Le halal : les risques d’une banalisation

Si l’on perçoit bien que l’élasticité de l’expression permet au mot « halal » de retrouver son véritable sens, il n’en demeure pas moins que cet élargissement sémantique véhicule aussi le risque de confondre le religieux, le spirituel et le consumérisme. Elle porte aussi le risque d’une dilution du sens de l’expression jusqu’à l’amalgamer à tout et faire ainsi le lit de remarques ironiques comme celles d’un journaliste québécois qui récemment titrait bien malicieusement une de ses chroniques par : «Ce texte n’est pas halal».

Par Monsieur Khadiyatoulah Fall, titulaire de la Chaire de recherches interculturelles CERII de l’Université du Québec à Chicoutimi (UQAC) et directeur du site UQAC du Centre interuniversitaire CELAT (UQAM, UNIVERSITÉ LAVAL, UNIVERSITÉ DU QUÉBEC À CHICOUTIMI) & Mouhamed Abdallah Ly, assistant de recherche IFAN-CAD, chercheur post doctorant CELAT/CERII
Samedi 2 Juin 2012




1.Posté par nfs le 02/06/2012 14:57
Un texte vraiment riche en enseignement pour la jeunesse musulmane. Nous devons surtout faire attention à l'usage de certains mots qui sont en train d'être détournés par la langue français. Ils (les occidentaux) essaient coûte que coûte nous infliger une certaine connotation archaique et discriminatoire des notions qui sont d'abord islamiques avant d'être françaises. Bonne continuation à ces deux chercheurs (Monsieur Khadiyatoulah Fall et Mouhamed Abdallah Ly) qui, je le crois bien, sont nos concitoyens..

2.Posté par Axel le 03/06/2012 15:11
Bonjour, je suis français. Si les musulmans ne veulent pas que les occidentaux récupèrent certaines notions, le moyen le plus simple est de ne pas imposer leur mode de vie aux occidentaux Nous ne voulons pas infliger une connotation archaïque au mot halal, nous n'avons rien à faire du halal.

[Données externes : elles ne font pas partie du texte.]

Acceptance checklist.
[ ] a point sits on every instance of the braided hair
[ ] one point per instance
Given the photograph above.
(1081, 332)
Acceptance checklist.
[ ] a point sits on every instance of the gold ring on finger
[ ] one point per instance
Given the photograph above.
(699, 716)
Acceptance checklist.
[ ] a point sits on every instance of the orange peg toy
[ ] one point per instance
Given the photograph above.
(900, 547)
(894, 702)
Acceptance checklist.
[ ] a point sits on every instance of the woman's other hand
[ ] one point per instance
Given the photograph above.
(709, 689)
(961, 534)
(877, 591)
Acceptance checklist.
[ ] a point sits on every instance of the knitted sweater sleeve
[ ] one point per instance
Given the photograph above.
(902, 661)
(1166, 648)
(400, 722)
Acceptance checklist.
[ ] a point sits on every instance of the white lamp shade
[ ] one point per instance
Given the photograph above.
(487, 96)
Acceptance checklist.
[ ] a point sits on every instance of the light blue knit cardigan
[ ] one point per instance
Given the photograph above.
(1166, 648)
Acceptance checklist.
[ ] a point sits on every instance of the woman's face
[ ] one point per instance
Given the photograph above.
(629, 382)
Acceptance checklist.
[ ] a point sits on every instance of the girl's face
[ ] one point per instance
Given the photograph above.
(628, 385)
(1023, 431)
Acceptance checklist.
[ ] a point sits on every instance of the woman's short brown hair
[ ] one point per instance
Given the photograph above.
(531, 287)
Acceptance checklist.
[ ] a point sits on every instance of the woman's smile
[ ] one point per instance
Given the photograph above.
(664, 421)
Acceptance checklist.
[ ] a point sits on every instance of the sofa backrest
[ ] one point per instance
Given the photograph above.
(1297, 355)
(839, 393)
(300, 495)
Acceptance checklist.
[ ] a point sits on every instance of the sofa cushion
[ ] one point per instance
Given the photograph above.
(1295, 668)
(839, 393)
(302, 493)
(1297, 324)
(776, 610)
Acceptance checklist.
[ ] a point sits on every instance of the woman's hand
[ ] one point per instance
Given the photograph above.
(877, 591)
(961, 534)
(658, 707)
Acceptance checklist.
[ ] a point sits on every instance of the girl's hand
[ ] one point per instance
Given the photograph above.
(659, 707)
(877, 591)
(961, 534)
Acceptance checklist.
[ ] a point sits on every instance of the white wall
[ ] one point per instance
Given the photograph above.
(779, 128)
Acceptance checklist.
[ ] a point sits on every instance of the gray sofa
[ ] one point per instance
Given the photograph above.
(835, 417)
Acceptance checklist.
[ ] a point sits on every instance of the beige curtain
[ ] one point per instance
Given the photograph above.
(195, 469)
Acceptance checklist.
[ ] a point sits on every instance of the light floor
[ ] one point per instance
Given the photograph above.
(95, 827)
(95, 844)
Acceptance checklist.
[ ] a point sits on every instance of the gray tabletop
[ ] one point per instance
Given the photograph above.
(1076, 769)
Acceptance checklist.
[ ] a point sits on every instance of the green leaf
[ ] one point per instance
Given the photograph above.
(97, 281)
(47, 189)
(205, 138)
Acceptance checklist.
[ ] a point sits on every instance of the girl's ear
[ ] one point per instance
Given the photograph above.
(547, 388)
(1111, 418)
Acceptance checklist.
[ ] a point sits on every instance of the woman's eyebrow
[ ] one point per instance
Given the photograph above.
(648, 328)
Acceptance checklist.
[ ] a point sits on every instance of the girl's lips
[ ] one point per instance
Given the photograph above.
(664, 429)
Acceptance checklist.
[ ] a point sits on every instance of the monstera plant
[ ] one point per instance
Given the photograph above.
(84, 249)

C'est l'immigration musulmane récente et massive qui a imposé ce concept aux français.
Il y a un vrai problème en ce qui concerne l'abattage rituel (juif et musulman) : dans mon département tous les abattoirs sont rituels mais les consommateurs ne sont pas informés. Or ce mode d'abattage est encore plus cruel que l'abattage classique et présente des risques sanitaires. De plus une partie des bénéfices est reversé à des associations communautaires.
Imaginez l'inverse dans un pays musulman: que diriez-vous si la moitié des bêtes d'abattoir du Sénégal n'était pas abattues rituellement , si les sénégalais n'étaient pas informés de ce fait, et si la vente de cette viande servait en partie à financer la construction d'édifices religieux chrétiens ?
Les européens ne sont pas hystériques. Ils sont extrêmement tolérants. Mais leur seuil de tolérance pourrait un jour être atteint.
Maintenant une petite leçon de morale pour tous les" croyants" (juifs, musulmans, chrétiens) : ne vous abritez pas indéfiniment et hypocritement derrière des textes. Soyez vraiment compatissants et miséricordieux et abstenez vous de manger de la viande.